Website, Holotropic Site
"If I am the father of LSD, Stan Grof is the godfather. Nobody has contributed as much as Stan for the development of my problem child." --Albert Hofmann, the discoverer of LSD-25
Stanislav Grof, PhD is a Czech psychiatrist widely known for both his psychedelic therapy experience and for his holotropic breathing program. The promising the results of psychedelic research Grof began in 1956, along with his personal LSD experiences, convinced Stan to devote his remaining career to the exploration of 'non-ordinary states of consciousness', specifically states that can bring a person healing from previous traumas and spiritual growth. In the early 1970's, with LSD research largely ended, Stan and his late wife Christina developed a specific model of holotropic breath work - combining breathing with music and body work - to induce these same non-ordinary states of consciousness, a model which has since been built into the Grof Transpersonal Training program by teachers Tav and Cary Sparks.

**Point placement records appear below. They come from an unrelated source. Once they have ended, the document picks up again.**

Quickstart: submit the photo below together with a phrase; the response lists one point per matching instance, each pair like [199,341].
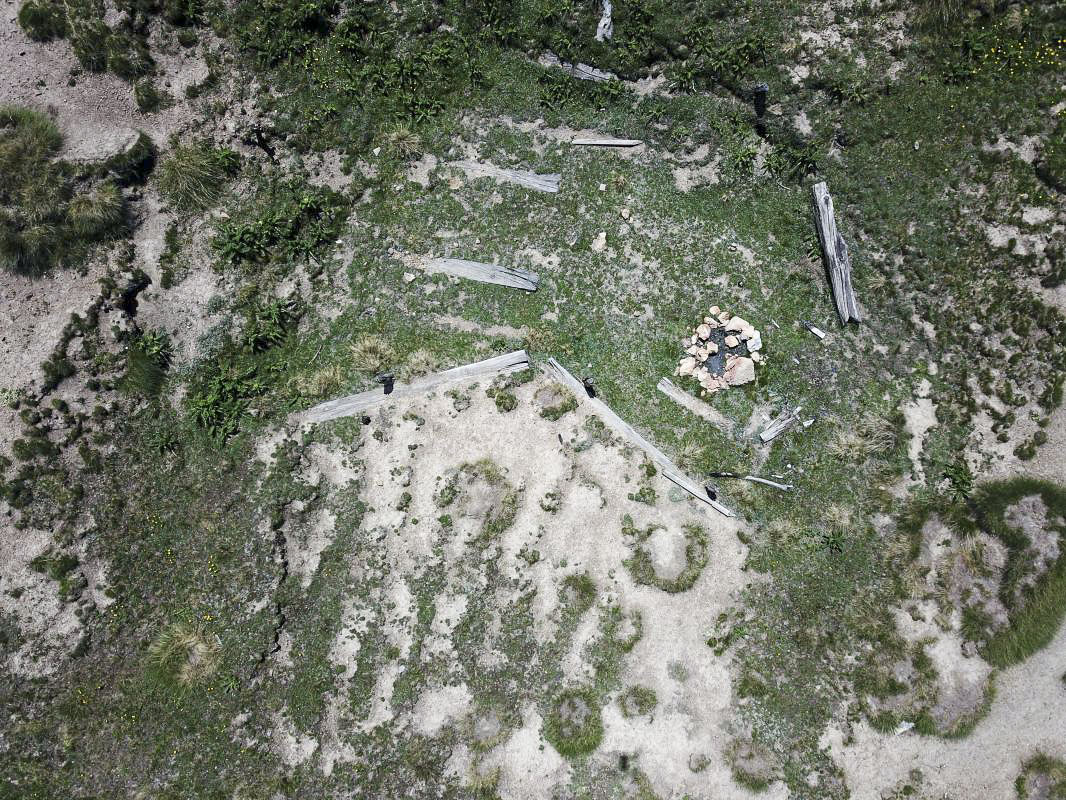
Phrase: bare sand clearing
[571,499]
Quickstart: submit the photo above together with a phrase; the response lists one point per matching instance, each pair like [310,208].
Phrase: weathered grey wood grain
[604,30]
[607,142]
[835,253]
[486,273]
[625,430]
[546,182]
[781,424]
[698,408]
[352,404]
[582,72]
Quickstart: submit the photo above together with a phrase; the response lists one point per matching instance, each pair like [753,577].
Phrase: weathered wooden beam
[625,430]
[781,424]
[546,182]
[607,142]
[352,404]
[582,72]
[486,273]
[693,404]
[835,253]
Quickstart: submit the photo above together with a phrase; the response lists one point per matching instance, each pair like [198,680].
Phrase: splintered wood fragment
[486,273]
[622,428]
[546,182]
[814,330]
[352,404]
[835,253]
[607,142]
[582,72]
[780,425]
[688,402]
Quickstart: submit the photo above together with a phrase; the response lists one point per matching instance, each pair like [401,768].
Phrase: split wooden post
[353,404]
[835,254]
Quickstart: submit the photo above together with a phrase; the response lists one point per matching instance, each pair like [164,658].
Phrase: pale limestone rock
[740,371]
[737,323]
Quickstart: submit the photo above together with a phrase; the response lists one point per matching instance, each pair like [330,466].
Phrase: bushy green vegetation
[50,213]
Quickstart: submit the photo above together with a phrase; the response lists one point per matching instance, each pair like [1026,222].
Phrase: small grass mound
[651,569]
[49,216]
[192,177]
[1042,778]
[574,725]
[183,654]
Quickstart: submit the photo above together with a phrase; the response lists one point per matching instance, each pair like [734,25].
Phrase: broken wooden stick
[835,253]
[626,431]
[607,142]
[352,404]
[754,479]
[582,72]
[486,273]
[547,182]
[781,424]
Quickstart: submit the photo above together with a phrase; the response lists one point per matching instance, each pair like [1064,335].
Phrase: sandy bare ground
[1028,715]
[419,440]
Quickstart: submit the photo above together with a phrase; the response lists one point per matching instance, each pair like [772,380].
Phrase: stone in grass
[739,371]
[574,724]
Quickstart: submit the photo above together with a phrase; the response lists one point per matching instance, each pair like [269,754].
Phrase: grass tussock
[184,654]
[372,354]
[192,177]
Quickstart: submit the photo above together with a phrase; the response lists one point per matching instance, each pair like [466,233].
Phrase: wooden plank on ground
[582,72]
[352,404]
[546,182]
[698,408]
[781,424]
[486,273]
[835,253]
[607,142]
[625,430]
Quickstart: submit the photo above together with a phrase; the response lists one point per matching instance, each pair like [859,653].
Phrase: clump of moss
[574,724]
[638,701]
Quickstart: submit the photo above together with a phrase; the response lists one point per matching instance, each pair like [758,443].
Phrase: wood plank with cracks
[486,273]
[546,182]
[352,404]
[627,431]
[835,254]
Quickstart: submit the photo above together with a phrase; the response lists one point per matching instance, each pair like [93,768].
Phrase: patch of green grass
[574,724]
[192,176]
[46,221]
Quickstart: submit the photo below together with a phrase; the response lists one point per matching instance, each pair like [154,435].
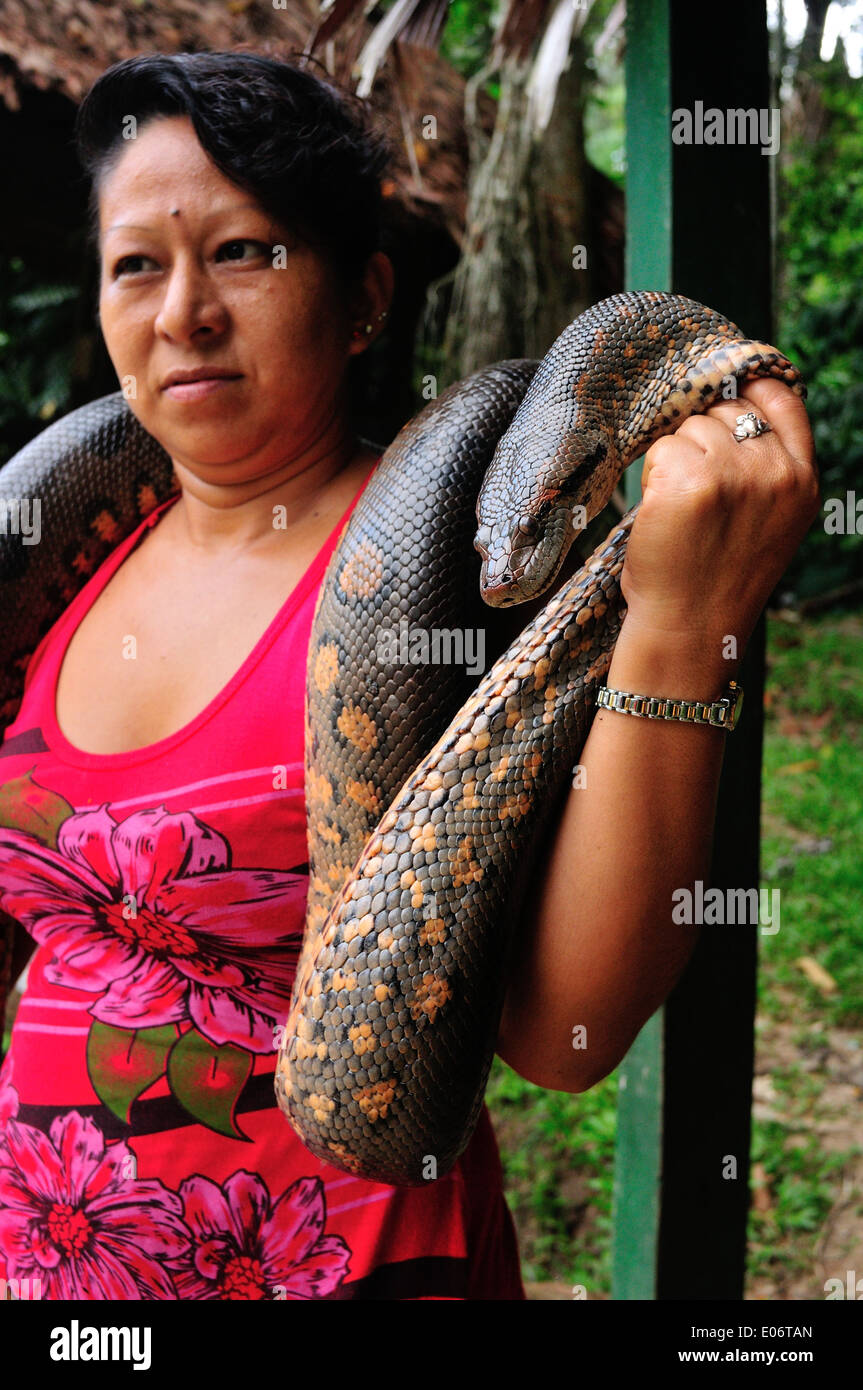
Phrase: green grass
[557,1150]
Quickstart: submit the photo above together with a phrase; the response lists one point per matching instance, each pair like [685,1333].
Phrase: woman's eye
[234,250]
[129,264]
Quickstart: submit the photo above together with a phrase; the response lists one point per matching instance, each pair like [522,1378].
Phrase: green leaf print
[207,1080]
[124,1062]
[25,805]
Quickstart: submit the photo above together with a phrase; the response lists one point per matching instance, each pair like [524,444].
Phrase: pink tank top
[142,1153]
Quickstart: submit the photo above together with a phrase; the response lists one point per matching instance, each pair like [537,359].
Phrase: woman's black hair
[300,145]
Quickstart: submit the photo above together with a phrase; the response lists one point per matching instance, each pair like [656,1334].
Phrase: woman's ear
[371,302]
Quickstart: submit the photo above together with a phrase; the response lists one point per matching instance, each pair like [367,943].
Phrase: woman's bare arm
[596,944]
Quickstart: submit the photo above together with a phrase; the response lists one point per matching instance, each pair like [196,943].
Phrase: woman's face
[189,280]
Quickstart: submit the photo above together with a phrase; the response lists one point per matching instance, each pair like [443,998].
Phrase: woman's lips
[198,389]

Stan Grof now spends most of his time teaching and writing and is currently a Professor of Psychology at the California Institute of Integral Studies (CIIS) in the Department of Philosophy, Cosmology, and Consciousness in San Francisco, CA, and at Wisdom University in Oakland, CA.

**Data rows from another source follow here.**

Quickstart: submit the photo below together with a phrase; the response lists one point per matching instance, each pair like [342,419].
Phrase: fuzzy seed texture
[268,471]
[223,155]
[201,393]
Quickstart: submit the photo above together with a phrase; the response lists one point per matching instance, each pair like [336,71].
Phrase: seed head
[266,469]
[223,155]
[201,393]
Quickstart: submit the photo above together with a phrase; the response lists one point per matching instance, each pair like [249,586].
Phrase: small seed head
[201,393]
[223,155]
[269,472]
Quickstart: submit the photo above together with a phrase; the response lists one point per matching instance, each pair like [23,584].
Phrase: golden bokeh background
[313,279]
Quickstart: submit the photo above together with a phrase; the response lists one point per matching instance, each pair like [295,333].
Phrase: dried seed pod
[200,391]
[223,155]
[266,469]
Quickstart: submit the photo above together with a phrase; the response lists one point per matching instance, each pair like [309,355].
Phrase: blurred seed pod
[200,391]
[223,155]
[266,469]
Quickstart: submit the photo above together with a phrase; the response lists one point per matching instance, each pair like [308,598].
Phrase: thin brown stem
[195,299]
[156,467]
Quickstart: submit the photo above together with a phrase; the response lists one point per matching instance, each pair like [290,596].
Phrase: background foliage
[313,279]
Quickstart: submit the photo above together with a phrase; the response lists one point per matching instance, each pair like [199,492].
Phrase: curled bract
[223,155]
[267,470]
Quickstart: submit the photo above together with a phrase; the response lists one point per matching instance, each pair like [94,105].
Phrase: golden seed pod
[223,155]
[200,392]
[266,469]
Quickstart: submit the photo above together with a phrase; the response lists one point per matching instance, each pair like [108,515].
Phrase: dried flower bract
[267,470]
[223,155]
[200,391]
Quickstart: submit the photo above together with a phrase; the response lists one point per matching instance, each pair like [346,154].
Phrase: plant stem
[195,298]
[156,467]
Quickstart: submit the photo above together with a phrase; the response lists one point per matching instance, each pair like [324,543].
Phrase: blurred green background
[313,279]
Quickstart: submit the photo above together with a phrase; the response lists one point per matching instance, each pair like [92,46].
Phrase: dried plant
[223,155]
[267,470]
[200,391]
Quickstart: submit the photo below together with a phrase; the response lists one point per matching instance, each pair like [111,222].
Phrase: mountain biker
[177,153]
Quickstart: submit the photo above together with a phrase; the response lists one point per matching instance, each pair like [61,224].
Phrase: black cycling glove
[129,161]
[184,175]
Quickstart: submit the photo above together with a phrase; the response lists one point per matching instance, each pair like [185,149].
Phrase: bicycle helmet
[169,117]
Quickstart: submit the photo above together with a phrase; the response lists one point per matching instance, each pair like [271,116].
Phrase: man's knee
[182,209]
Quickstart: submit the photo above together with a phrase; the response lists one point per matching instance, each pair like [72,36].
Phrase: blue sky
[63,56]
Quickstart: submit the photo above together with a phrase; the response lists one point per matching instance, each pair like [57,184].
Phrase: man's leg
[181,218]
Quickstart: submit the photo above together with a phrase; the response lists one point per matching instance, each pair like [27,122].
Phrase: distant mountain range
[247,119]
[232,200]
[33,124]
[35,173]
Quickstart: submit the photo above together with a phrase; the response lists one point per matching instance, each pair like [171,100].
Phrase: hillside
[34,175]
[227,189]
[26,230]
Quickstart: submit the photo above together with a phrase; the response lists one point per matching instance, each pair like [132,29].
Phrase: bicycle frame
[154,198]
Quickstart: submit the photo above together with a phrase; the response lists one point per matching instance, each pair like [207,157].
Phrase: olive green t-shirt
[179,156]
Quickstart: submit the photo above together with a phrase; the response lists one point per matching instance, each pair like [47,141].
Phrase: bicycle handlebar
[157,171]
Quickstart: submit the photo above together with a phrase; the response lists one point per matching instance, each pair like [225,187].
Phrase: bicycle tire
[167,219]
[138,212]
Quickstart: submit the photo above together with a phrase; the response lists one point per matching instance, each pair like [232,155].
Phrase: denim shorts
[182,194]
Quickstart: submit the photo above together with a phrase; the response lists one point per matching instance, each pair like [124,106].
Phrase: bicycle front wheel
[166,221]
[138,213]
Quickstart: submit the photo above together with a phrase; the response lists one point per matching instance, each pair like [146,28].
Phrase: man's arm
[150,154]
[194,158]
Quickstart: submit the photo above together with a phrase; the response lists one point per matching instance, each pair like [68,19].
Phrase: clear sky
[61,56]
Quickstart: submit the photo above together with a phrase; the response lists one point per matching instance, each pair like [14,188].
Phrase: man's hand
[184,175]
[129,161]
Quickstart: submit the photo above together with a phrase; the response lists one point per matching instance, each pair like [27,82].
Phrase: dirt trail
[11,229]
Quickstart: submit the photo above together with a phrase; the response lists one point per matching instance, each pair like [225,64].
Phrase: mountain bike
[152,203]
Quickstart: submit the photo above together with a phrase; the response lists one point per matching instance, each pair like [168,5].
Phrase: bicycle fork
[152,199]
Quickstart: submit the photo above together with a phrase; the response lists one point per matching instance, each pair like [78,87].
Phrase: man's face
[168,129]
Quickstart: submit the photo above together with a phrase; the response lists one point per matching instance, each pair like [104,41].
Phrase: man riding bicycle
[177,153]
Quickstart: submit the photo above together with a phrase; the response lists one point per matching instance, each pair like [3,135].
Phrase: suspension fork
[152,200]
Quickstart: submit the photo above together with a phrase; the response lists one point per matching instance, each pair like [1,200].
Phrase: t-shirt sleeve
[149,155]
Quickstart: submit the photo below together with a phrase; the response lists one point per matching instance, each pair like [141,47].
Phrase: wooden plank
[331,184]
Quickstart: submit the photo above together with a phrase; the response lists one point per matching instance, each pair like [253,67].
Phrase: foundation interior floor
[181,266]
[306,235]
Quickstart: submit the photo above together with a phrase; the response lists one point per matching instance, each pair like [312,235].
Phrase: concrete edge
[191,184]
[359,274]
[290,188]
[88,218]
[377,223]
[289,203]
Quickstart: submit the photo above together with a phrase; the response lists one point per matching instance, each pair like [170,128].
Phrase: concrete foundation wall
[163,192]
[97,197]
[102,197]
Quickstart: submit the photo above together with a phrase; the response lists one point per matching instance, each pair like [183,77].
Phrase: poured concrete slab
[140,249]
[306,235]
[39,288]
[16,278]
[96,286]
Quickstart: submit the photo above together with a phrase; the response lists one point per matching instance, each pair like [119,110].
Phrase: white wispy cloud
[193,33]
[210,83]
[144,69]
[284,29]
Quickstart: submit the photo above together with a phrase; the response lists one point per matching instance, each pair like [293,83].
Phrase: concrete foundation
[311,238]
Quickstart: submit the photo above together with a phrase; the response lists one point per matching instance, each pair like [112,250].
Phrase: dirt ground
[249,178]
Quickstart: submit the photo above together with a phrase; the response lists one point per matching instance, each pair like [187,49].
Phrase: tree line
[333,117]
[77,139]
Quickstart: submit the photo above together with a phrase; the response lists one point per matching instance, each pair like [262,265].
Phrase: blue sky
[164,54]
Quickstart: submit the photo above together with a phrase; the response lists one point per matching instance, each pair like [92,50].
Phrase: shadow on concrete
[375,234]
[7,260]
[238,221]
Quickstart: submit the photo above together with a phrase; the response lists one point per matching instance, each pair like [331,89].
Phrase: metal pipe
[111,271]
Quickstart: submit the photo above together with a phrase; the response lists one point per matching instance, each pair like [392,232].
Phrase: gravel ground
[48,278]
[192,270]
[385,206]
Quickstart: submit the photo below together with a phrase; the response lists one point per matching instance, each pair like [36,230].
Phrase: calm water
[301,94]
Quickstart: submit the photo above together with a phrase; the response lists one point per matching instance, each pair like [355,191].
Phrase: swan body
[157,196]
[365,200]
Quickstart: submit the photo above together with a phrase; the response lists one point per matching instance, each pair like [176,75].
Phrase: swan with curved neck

"In one of my early books I suggested that the potential significance of LSD and other psychedelics for psychiatry and psychology was comparable to the value the microscope has for biology or the telescope has for astronomy. My later experience with psychedelics only confirmed this initial impression. These substances function as unspecific amplifiers that increase the cathexis (energetic charge) associated with the deep unconscious contents of the psyche and make them available for conscious processing. This unique property of psychedelics makes it possible to study psychological undercurrents that govern our experiences and behaviours to a depth that cannot be matched by any other method and tool available in modern mainstream psychiatry and psychology. In addition, it offers unique opportunities for healing of emotional and psychosomatic disorders, for positive personality transformation, and consciousness evolution." --Foreword to the MAPS edition of LSD: My Problem Child (October 2005) by Dr. Albert Hofmann
What's been helpful: Stan Grof's hands-on experience with psychedelic psychiatric therapy has made him an valuable resource in these days of a re-emerging interest in psychedelics. His interviews appear in numerous documentaries on the subject, including Little Saints (posted here) and The Substance: Albert Hoffman's LSD (not yet posted but recommended for a good tour of LSD's history) as well as on websites, podcasts and YouTube channels. Stan Grof is a perfect example of the accomplished, open-minded scientist I find of interest these days, men and women pushing, pulling or dragging their selected disciplines into new connections with our expanding understanding of consciousness and reality. Dr. Grof's comments are always quiet and measured, yet full of obvious intelligence, experience and humor; a good example is this SAND presentation, Proposal for a Radical Revision of Psychiatry, Psychology & Psychotherapy. And if you've caught my earlier posts on psychedelic art, you'll understand why I was delighted to discover another trove on Stan's website - of his own work! (NSFW) Then I found out about his latest book, HR Giger and the Zeitgeist of the Twentieth Century, and it immediately went to the very tippy top of my summer reading list. What will an LSD-informed psychiatrist who produced those images have to say about the work of HR Giger(?!)..... wow, you can't even make this stuff up.